After some more digging around, a more elegant solution would be to synchronize during the file event creation inside SimDb
like so:
public class SimDb {
// ...
private static final Object fileLock = new Object();
//...
SimDb(SimId simId, String actor, String transaction, boolean openToLastTransaction) {
//...
if (openToLastTransaction) {
openMostRecentEvent(actor, transaction)
} else {
// SimDb Line: 115
File eventDir;
synchronized (fileLock) {
eventDate = new Date();
eventDir = mkEventDir(eventDate);
eventDir.mkdirs();
}
Serialize.out(new File(eventDir, "date.ser"), eventDate);
}
}
// ...
}
@mratzenb Thanks for your investigation, I believe you have found the root cause of the reported issue.

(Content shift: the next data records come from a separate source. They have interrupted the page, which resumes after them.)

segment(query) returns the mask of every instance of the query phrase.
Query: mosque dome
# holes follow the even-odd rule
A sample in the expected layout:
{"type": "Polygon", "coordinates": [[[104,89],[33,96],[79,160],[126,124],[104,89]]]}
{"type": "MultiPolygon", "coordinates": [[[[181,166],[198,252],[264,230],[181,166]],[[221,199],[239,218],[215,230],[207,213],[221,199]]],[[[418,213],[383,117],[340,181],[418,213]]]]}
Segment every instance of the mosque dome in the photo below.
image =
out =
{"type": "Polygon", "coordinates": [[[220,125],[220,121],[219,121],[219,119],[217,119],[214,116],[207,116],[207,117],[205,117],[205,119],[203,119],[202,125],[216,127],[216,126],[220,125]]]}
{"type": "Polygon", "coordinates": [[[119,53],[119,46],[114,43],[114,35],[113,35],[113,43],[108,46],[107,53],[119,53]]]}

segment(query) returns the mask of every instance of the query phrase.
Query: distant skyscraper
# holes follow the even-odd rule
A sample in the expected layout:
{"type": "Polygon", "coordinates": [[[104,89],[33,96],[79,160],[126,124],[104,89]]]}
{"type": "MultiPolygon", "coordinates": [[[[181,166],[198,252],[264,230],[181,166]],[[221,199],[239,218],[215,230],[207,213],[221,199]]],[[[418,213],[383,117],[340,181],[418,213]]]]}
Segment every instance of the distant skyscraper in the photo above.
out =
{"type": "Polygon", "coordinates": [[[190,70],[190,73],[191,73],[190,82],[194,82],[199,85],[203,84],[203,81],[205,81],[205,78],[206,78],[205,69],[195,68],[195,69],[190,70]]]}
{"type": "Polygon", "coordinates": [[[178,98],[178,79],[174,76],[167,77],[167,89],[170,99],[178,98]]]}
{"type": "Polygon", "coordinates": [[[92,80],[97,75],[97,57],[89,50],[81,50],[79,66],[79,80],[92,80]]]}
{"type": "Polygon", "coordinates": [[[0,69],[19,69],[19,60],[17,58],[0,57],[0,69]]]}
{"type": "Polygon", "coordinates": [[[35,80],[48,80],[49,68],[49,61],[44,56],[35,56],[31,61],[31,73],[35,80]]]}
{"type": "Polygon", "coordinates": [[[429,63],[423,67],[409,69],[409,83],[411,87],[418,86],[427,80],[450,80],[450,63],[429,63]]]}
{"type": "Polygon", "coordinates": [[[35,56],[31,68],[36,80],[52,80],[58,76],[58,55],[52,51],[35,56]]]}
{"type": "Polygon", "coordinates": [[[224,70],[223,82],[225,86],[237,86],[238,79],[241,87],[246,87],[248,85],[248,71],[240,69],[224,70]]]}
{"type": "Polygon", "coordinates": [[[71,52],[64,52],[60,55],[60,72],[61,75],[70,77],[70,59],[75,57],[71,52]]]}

Additional details based on the investigation above:
The problem has two parts: 1) Clobbered SimDB Event folder by the same current timestamp creation and 2) Unreliable response message relatesTo/messageId correlation.
For the first part, the contributed code seems to mitigate the issue. I have run the SoapUI tests against the updated code, and looking at the SimDB Event folders created, the race condition mitigation is evident when creating two separate event folders based on the same timestamp. Example: 2023_06_16_11_08_42_622 and 2023_06_16_11_08_42_622_1. In this case, the appended integer counter (i.e., "_1") to the folder name is made unique by the mkEventDir
method once it is given a chance. This was how the fix was verified in my local environment.
Second, as it was suggested as an "additional improvement", I agree that the request message validation can use an in-memory content reference rather than re-loading from it from the SimDB Event folder on disk.
In the IgActorSimulator and IgxActorSimulator an AdhocQueryResponseGenerator is set to a field called ahqrg. This can lead to mixed up responses when multiple requests are handled in parallel.